The Pakistan Stock Exchange (PSX) closed the week ending October 25, 2025, in the red, with the benchmark KSE-100 Index shedding 502 points or 0.31% week-on-week to settle at 163,304.13 points compared to last week’s 163,806.22. The market spent much of the week fluctuating within a narrow range, reflecting a tug of war between improving macroeconomic indicators and heightened investor caution stemming from regulatory and earnings-related developments.
The week began with optimism as easing geopolitical tensions and Pakistan’s return to a current account surplus of $110 million in September 2025 — reversing a $325 million deficit in August — boosted investor sentiment. However, as the week progressed, selling pressure resurfaced following the National Electric Power Regulatory Authority’s (NEPRA) extensive revisions to K-Electric’s Multi-Year Tariff (MYT) for FY2024–30. The move triggered widespread concern in the energy sector, particularly after K-Electric’s CEO, Syed Moonis Abdullah Alvi, criticized the changes, describing the reductions and modifications as unsustainable for operations.
This regulatory development sparked a sharp sell-off in K-Electric’s shares, which plunged 5.59% during the week, dominating trading volumes with over 109 million shares exchanged. The ensuing uncertainty weighed heavily on investor sentiment, particularly in power, utilities, and banking sectors, as market participants opted for a cautious stance ahead of rollover week.
Adding to the downward pressure, several major companies reported weaker-than-expected quarterly earnings. Kot Addu Power Company Limited (KAPCO) saw its profit plummet 99.6% year-on-year to Rs4.88 million, while Bank Islami Pakistan Limited (BIPL) posted a 50% drop in nine-month earnings to Rs5.07 billion. This wave of disappointing results further dampened market enthusiasm, prompting profit-taking across key index-heavy sectors.
Despite the bearish tone, macroeconomic fundamentals provided a degree of stability. The Real Effective Exchange Rate (REER) appreciated by 1.64% month-on-month to 101.73, signaling improved competitiveness. The Pakistani rupee remained stable, closing at 281.02 against the US dollar, while the State Bank of Pakistan’s (SBP) reserves edged higher to $14.45 billion. Foreign direct investment (FDI) inflows also showed modest improvement, reaching $186 million in September compared to $175 million in August, though first-quarter FY26 inflows were down 34% year-on-year at $569 million.
In terms of market capitalization, the total value of listed companies contracted to Rs4.83 trillion from Rs4.86 trillion a week earlier. In US dollar terms, market capitalization slipped to $17.20 billion, marking a 0.59% decline. The USD-based return turned negative at -0.27%, reversing last week’s positive 0.45%.
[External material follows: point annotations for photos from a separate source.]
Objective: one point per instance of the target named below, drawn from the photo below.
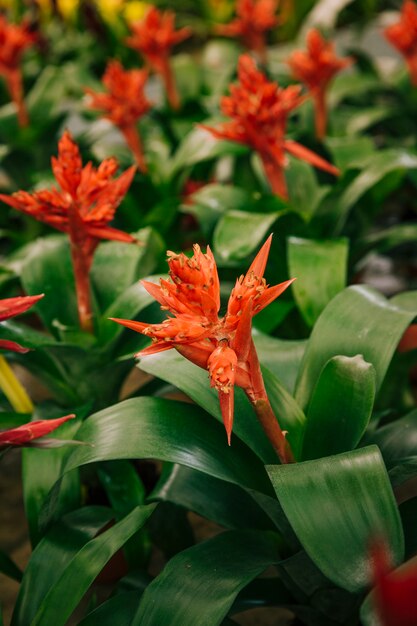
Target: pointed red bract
(14, 39)
(223, 345)
(25, 434)
(259, 110)
(83, 206)
(254, 19)
(154, 37)
(403, 36)
(124, 103)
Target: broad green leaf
(67, 591)
(238, 234)
(200, 581)
(53, 555)
(340, 407)
(219, 501)
(41, 469)
(9, 567)
(357, 321)
(193, 381)
(335, 506)
(168, 431)
(320, 268)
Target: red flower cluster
(83, 207)
(25, 434)
(316, 68)
(223, 345)
(403, 36)
(254, 19)
(14, 39)
(259, 110)
(9, 307)
(124, 104)
(154, 37)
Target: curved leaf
(335, 505)
(200, 581)
(340, 408)
(357, 321)
(320, 268)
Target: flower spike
(222, 345)
(154, 37)
(259, 110)
(83, 206)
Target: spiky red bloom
(316, 68)
(403, 36)
(10, 307)
(223, 345)
(124, 103)
(259, 110)
(154, 37)
(254, 19)
(395, 592)
(25, 434)
(14, 39)
(83, 207)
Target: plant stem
(13, 389)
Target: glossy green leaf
(193, 381)
(335, 505)
(238, 234)
(219, 501)
(201, 582)
(67, 591)
(53, 555)
(168, 431)
(320, 268)
(357, 321)
(41, 469)
(340, 407)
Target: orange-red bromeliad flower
(83, 206)
(403, 36)
(222, 345)
(316, 68)
(124, 104)
(14, 39)
(254, 19)
(259, 110)
(154, 37)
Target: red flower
(9, 307)
(154, 37)
(395, 592)
(254, 19)
(83, 207)
(124, 103)
(14, 39)
(223, 345)
(316, 68)
(403, 36)
(23, 435)
(259, 110)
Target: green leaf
(340, 408)
(9, 567)
(320, 268)
(53, 555)
(357, 321)
(193, 381)
(168, 431)
(238, 234)
(67, 591)
(335, 505)
(41, 469)
(200, 581)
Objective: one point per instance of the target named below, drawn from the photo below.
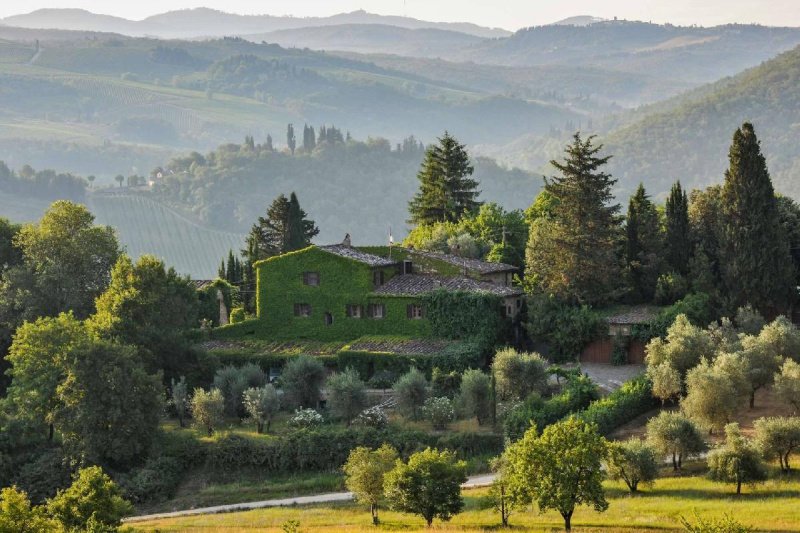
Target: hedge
(634, 398)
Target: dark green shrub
(629, 401)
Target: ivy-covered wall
(342, 282)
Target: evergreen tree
(643, 245)
(678, 244)
(573, 253)
(757, 268)
(300, 230)
(446, 191)
(291, 141)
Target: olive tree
(634, 462)
(208, 409)
(410, 392)
(180, 400)
(737, 461)
(429, 485)
(347, 395)
(302, 378)
(475, 396)
(560, 469)
(778, 437)
(666, 381)
(787, 384)
(672, 434)
(712, 395)
(518, 374)
(364, 472)
(261, 405)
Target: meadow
(768, 507)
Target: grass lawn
(769, 507)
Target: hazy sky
(510, 14)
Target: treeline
(45, 184)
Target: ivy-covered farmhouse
(343, 292)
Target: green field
(769, 507)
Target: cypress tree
(573, 253)
(446, 190)
(299, 229)
(756, 266)
(677, 240)
(643, 245)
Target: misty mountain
(205, 22)
(372, 38)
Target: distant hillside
(688, 138)
(205, 22)
(129, 103)
(372, 38)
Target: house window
(376, 310)
(302, 310)
(414, 311)
(353, 311)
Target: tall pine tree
(573, 253)
(677, 239)
(446, 190)
(756, 266)
(643, 246)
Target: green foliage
(573, 253)
(643, 246)
(446, 190)
(475, 395)
(787, 384)
(566, 329)
(440, 412)
(466, 315)
(410, 392)
(18, 516)
(429, 485)
(672, 433)
(777, 437)
(301, 381)
(634, 462)
(560, 469)
(208, 409)
(261, 405)
(108, 406)
(738, 461)
(93, 500)
(237, 315)
(578, 394)
(346, 394)
(517, 375)
(756, 266)
(365, 470)
(632, 399)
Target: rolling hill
(205, 22)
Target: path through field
(472, 482)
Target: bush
(346, 394)
(439, 411)
(410, 392)
(475, 396)
(237, 315)
(374, 417)
(629, 401)
(565, 328)
(302, 380)
(305, 419)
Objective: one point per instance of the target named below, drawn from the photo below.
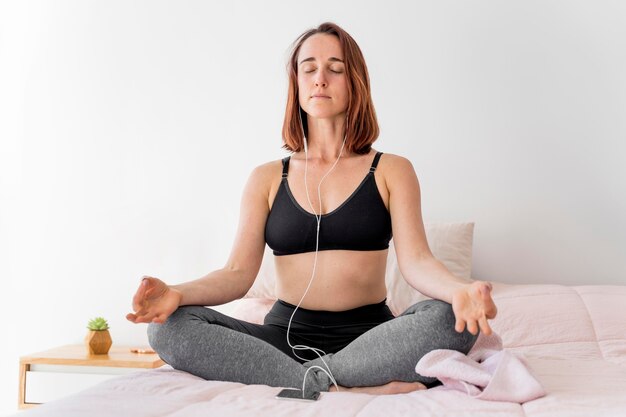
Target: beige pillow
(451, 243)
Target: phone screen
(296, 394)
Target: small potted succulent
(98, 340)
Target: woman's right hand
(154, 301)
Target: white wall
(128, 129)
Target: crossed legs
(214, 346)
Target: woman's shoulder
(394, 164)
(268, 172)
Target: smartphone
(296, 394)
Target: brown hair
(361, 124)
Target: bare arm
(155, 300)
(470, 299)
(235, 279)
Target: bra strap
(375, 163)
(285, 166)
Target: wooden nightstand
(62, 371)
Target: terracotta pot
(98, 342)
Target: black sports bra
(362, 222)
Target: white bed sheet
(573, 337)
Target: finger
(460, 325)
(140, 295)
(144, 318)
(160, 318)
(485, 290)
(484, 326)
(472, 326)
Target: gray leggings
(214, 346)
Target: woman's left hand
(472, 306)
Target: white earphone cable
(318, 218)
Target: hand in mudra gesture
(154, 301)
(472, 306)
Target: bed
(573, 338)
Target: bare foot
(394, 387)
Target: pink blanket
(487, 372)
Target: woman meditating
(328, 212)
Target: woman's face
(322, 81)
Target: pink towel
(487, 372)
Sector-wise, Commercial Banks led the decline, shaving off 502 points from the index amid profit-taking and a weaker earnings outlook. The Power Generation & Distribution sector followed with a 414-point drag, largely driven by K-Electric’s slump. The Cement sector also lost ground, shedding 338 points on expectations of reduced construction activity and fluctuating coal prices.
Conversely, energy-linked counters offered some resilience. Oil & Gas Exploration Companies added 404 points to the index, bolstered by Pakistan Petroleum Limited (PPL) and Oil and Gas Development Company (OGDC), contributing 288 and 240 points respectively. The Oil & Gas Marketing sector added another 56 points, supported by gains in Pakistan State Oil (PSO) and Shell Pakistan.
On the individual performance front, top positive contributors included PPL (+288), OGDC (+240), MCB (+209), HBL (+133), and PSX (+124). The major laggards were BAHL (-404), MEBL (-172), KEL (-164), HUBC (-148), and LUCK (-112).
Foreign investors remained net sellers, offloading $7.09 million worth of equities, led by foreign corporates (-$4.87 million) and overseas Pakistanis (-$2.16 million). Local investors absorbed much of this pressure, with individual investors emerging as net buyers of $12 million, followed by insurance companies (+$2.24 million). However, mutual funds (-$3.7 million), companies (-$2.7 million), and banks (-$0.43 million) remained on the selling side.
Overall, the week highlighted a cautious investor tone as profit-taking, earnings weakness, and regulatory uncertainty offset improving macroeconomic signals. Market observers expect short-term volatility to persist ahead of key corporate announcements and policy developments in the coming weeks.